Using Agent for Microsoft IIS 6.0 with Microsoft Office SharePoint or Outlook Web Access
Multiple Instances of Web Agent Not Supported on Same System
Besides the option of having Agent for Microsoft IIS 6.0 protect Microsoft IIS 6.0 Server, you can also configure the agent to protect Microsoft Office SharePoint Portal Server 2007 (referred to as Microsoft Office SharePoint throughout this guide) or Outlook Web Access for Microsoft Exchange Server 2007 (referred to as Outlook Web Access throughout this guide). Outlook Web Access is the web-based email service for Microsoft Exchange Server.
This guide provides specific instructions for SharePoint and Outlook Web Access in Appendix A, Microsoft Office SharePoint or Outlook Web Access: Deploying Agent for Microsoft IIS 6.0.
When you install Agent for Microsoft IIS 6.0 to protect Microsoft Office SharePoint, the agent enables single sign-on (SSO) for SharePoint with all the applications configured in Access Manager.
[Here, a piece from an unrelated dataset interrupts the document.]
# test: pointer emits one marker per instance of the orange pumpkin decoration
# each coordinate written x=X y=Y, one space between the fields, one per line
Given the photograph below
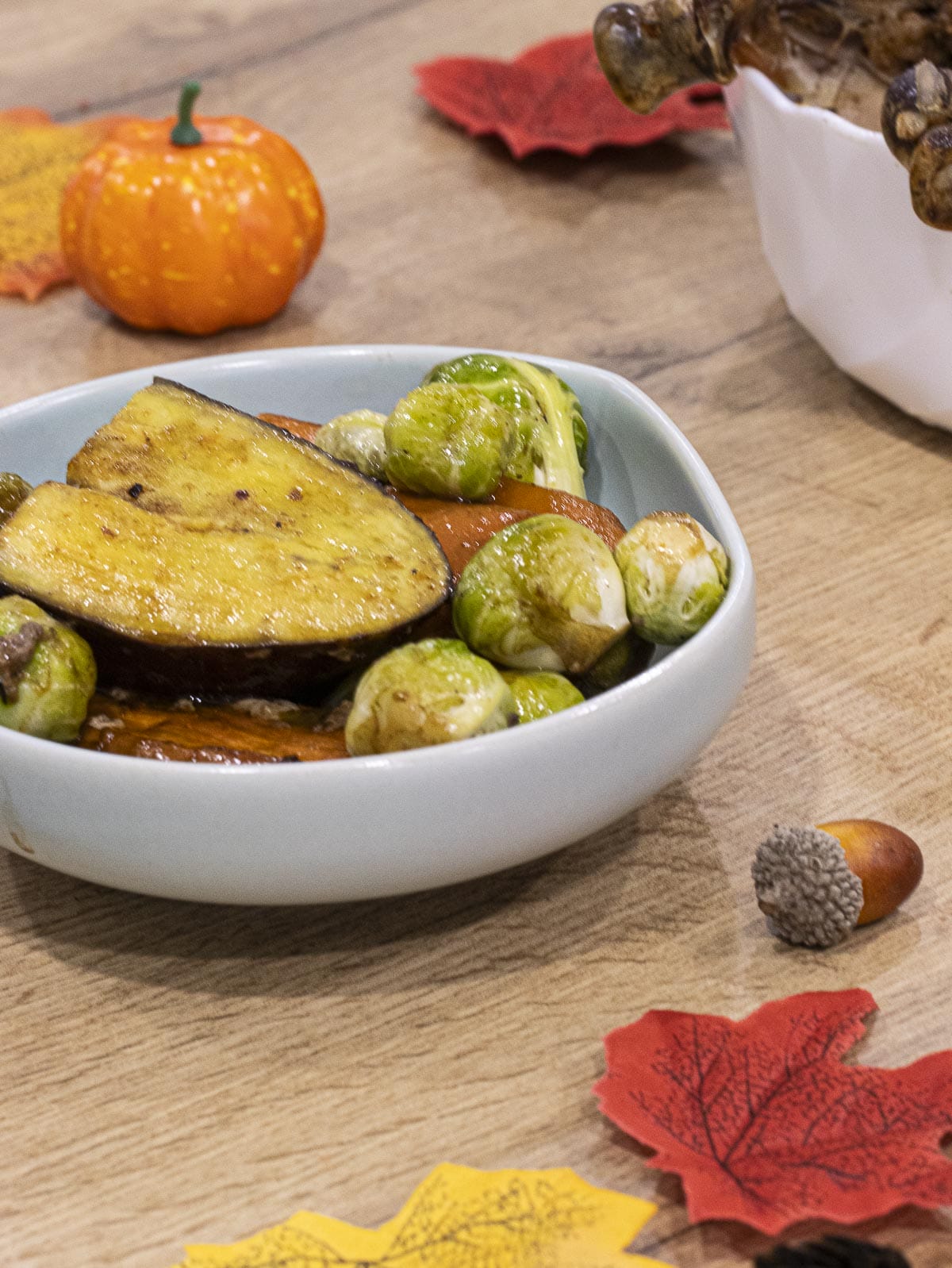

When a user attempts to access SharePoint, Agent for Microsoft IIS 6.0 displays an Access Manager log-in screen. Once authenticated, the user can access SharePoint and all other applications that are secured by Access Manager.
When you install Agent for Microsoft IIS 6.0 to protect Outlook Web Access, the agent enables single sign-on (SSO) for Outlook Web Access with all the applications configured in Access Manager. When a user attempts to access Outlook Web Access, Agent for Microsoft IIS 6.0 displays an Access Manager log-in screen. Once authenticated, the user can access the Outlook Web Access applications, such as email, and all the other applications that are secured by Access Manager.
Policy Agent 2.2 for Microsoft IIS 6.0 is unique in that only one instance of Microsoft IIS 6.0 can be installed per computer system. Therefore, you cannot install multiple instances of Agent for Microsoft IIS 6.0 on the same computer system.
However, you can configure multiple web sites on one machine, allowing the agent to be configured for multiple web sites on multiple application pools. All the same, the agent cannot be configured for multiple web sites on the same application pool. Support is only provided for a single web site associated with a single application pool.